Fernando Rapallini
- Full name: Fernando Andrés Rapallini
- Born: 28 April 1978 (age 48) La Plata, Argentina

Domestic
- Years: League / Role
- 2006–: Primera B Nacional / Referee
- 2011–: Primera División / Referee

International
- Years: League / Role
- 2014–2023: FIFA listed / Referee

= Fernando Rapallini =

Argentine football referee (born 1978)

Fernando Andrés Rapallini (born 28 April 1978) is an Argentine football referee who officiates in the Argentine Primera División. He has been a FIFA referee since 2014.

==Refereeing career==
In 2011, Rapallini began officiating in the Argentine Primera División. His first match as referee was on 19 June 2011 between Godoy Cruz and All Boys. In 2014, he was put on the FIFA referees list. He officiated his first senior international match on 5 June 2015 between Chile and El Salvador.

Rapallini has officiated numerous finals in Argentina, including the 2013 Supercopa Argentina, 2017 Copa Argentina Final, 2018 Supercopa Argentina and 2019 Trofeo de Campeones de la Superliga Argentina. He was selected by CONMEBOL as the fourth official for the second leg of the 2015 Recopa Sudamericana between Argentine clubs San Lorenzo and River Plate, and officiated the second leg of the 2020 Recopa Sudamericana between Brazilian club Flamengo and Ecuadorian club Independiente del Valle. He also worked as one of the assistant video assistant referees for the 2020 Copa Libertadores Final between Brazilian clubs Palmeiras and Santos.

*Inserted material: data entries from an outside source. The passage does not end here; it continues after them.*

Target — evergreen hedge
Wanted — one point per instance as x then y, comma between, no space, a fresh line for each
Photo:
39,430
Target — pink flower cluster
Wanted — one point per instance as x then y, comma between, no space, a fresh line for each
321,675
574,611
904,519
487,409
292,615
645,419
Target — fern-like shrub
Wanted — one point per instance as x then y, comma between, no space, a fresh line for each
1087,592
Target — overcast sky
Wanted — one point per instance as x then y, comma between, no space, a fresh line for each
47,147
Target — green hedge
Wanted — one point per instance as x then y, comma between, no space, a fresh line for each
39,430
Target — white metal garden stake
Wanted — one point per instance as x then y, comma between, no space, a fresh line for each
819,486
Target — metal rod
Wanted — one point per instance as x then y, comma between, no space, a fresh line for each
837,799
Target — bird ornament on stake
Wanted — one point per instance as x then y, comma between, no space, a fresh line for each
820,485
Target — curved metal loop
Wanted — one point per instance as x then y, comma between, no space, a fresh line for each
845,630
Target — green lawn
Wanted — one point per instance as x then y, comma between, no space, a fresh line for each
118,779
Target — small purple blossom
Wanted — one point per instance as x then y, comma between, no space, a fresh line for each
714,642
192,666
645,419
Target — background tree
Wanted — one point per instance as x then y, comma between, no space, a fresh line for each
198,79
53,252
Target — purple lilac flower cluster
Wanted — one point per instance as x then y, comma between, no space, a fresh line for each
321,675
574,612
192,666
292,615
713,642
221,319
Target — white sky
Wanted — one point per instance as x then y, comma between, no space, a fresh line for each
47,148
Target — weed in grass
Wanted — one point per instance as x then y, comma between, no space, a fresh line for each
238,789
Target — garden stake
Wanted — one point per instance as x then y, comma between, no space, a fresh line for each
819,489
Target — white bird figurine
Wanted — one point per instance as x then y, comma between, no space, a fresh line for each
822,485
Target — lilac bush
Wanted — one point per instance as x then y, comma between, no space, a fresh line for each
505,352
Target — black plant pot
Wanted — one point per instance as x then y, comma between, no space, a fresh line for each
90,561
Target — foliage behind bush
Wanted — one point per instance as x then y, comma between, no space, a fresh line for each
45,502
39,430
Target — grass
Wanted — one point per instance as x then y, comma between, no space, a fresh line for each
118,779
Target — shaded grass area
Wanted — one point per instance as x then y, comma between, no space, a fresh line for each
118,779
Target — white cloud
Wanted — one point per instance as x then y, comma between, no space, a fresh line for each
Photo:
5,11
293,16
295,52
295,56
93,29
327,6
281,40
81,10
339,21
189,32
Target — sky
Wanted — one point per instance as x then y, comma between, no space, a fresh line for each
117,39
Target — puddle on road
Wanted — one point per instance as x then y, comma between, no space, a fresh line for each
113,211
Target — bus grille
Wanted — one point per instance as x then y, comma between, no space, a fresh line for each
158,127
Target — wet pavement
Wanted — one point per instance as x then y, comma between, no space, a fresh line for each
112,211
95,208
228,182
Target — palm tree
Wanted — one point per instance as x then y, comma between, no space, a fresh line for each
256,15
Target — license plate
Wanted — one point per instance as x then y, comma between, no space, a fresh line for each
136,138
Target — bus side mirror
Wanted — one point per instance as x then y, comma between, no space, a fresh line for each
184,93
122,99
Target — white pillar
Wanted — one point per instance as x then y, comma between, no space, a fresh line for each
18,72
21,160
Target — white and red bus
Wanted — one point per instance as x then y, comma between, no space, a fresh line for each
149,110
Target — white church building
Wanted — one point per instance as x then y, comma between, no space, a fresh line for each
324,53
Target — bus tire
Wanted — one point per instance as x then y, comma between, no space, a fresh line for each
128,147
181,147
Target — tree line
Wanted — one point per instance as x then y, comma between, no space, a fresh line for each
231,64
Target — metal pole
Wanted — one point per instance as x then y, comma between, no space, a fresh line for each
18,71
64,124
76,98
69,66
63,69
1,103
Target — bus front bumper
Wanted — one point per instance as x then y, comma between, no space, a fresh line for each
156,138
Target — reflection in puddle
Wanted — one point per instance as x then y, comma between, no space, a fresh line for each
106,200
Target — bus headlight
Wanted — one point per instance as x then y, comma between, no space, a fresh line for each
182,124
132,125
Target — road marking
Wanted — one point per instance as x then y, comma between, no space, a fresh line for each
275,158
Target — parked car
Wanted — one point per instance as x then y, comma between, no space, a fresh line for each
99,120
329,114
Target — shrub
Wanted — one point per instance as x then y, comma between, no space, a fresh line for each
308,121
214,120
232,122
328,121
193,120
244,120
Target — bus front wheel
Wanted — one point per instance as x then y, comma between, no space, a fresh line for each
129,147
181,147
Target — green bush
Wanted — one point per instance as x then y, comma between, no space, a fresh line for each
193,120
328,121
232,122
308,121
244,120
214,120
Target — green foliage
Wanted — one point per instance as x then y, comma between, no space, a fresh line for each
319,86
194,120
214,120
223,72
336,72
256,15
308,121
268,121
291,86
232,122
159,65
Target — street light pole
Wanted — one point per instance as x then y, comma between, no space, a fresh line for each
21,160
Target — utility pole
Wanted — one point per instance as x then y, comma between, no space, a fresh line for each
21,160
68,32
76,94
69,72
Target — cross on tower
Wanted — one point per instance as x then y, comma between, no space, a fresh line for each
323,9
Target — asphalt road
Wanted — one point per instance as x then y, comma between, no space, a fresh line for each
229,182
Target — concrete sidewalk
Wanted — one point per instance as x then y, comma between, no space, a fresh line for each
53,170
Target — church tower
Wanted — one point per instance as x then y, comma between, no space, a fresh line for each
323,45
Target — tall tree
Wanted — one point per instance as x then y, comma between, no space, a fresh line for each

Rapallini was selected as a match official for the 2015 South American U-17 Championship in Paraguay, as well as the 2017 South American U-17 Championship and 2019 South American U-20 Championship, both in Chile. In March 2019, he was selected a referee for both the 2019 FIFA U-20 World Cup in Poland and the 2019 Copa América in Brazil.

As part of a referee exchange programme between CONMEBOL and UEFA, Rapallini was selected on 21 April 2021 as a referee for UEFA Euro 2020, to be held across Europe in June and July 2021. This marked the first time a South American referee had been selected to officiate at the UEFA European Championship.
At the group stage he was the referee of the Ukraine-North Macedonia game (17 June 2021) at the National Arena in Bucharest, and of the Croatia-Scotland clash (22 June 2021) at Glasgow's Hampden Park, as well as the 1/16 game France-Switzerland (28 June 2021) at the National Arena in Bucharest.

Rapallini was selected to be a referee at the 2022 FIFA World Cup, where he officiated three matches.